A plastic dachshund, made in Romania's Aradeanca toy factory.

A free-loving porcelain figurine, made in a factory in Alba Iulia, on the Mures River in Transylvania.

A cast of the coat of arms of socialist Romania. These are some of the thousands of relics of the country's communist past held in a basement in western Romania.

The Museum of the Communist Consumer is a ramshackle collection of seemingly every household product made during Romania's socialist period. 

The museum was opened by Ovidiu Mihaita in 2015 after years spent hunting through flea markets and trash cans for communist-era products.

A Ceausescu-themed calendar with a different propaganda image for every day of the year. A year after this 1988 calendar was in use, dictator Nicolae Ceausescu was overthrown and shot, along with his wife, in the bloodiest of Europe's anticommunist uprisings.

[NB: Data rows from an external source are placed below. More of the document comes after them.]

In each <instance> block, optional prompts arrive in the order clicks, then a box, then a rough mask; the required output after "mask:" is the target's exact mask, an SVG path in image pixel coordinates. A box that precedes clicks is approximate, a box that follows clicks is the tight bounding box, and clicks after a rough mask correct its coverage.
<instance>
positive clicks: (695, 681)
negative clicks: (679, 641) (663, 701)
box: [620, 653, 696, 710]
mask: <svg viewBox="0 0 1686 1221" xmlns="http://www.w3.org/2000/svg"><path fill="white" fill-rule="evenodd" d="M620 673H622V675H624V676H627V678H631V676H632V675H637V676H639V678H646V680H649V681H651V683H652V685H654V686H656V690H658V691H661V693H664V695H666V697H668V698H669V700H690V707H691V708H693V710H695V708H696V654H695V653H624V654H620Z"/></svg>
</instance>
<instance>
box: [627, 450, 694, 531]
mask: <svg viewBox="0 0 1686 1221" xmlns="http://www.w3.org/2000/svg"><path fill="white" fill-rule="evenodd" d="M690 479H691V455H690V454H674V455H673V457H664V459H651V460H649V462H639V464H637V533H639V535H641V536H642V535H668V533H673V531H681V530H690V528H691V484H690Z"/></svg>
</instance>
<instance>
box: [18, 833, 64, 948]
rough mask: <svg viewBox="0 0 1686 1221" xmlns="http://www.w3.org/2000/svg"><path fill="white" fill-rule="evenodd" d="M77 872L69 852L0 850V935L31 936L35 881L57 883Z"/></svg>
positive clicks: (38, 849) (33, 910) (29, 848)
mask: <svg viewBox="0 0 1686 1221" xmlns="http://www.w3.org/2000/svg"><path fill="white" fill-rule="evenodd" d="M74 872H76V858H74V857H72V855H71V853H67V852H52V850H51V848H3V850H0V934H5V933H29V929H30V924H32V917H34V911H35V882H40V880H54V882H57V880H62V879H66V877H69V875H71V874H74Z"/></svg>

A sign reading "Ceausescu and the people," a common slogan of the era. Mihaita told RFE/RL that after the communist regime was overthrown, Romanians were eager to destroy relics linked to the hated ruler. "I remember in the '90s, in the schools we would throw pictures of Ceausescu out the windows. We wanted to physically get rid of the past."

But today, the museum has become an emotional portal into the youth of many Romanians. Mihaita said one man came to confess he had stolen a rare vintage packet of cigarettes from the museum. "He couldn't stop himself.... It's like you try to get back what you have lost, and it's very hard. I don't blame him."

Tins for sugar, rice, and flour in the "kitchen" area of the museum.

A lampshade in a section of the museum resembling a 1980s living room. One visitor to the museum wrote in an online review, "Romanians from our parents' generation who come here are very emotional and nostalgic. It's a replica of an apartment, with all the objects of that time. Many are excited. Some even cry."

A board game, roughly based on Monopoly, called Privatization.

A porcelain figurine of a boy, presumably wearing his father's military boots and communist "budyonovka" cap.

A booted rooster toy made by the famous Aradeanca toy factory in Arad.

A box of music tapes. Krypton was a rock group founded in 1982 and warily tolerated by the communist authorities.

A cookbook titled Honey In The Kitchen. Mihaita said he is still hunting for certain communist-era items. "We're looking in every way we can, but some things are really hard to find."

Communist pennants in the hallway of the museum's mock apartment. The banner on the right was awarded to a band of workers who had won a "socialist contest" for productivity.

A sign reminding workers not to leave their station "without the boss's direct approval!"

A plastic orange tree. Mihaita told RFE/RL that it's impossible to say what his favorite object is. "It's like asking a child if they like Mum or Dad better."

Upstairs from the museum, trendy young locals relax in a bar called Scart Loc Lejer. Mihaita said he planned to open two more museums, "but those are secret for now."

A basement in Timisoara has become a bittersweet mecca for Romanians who lived through communism.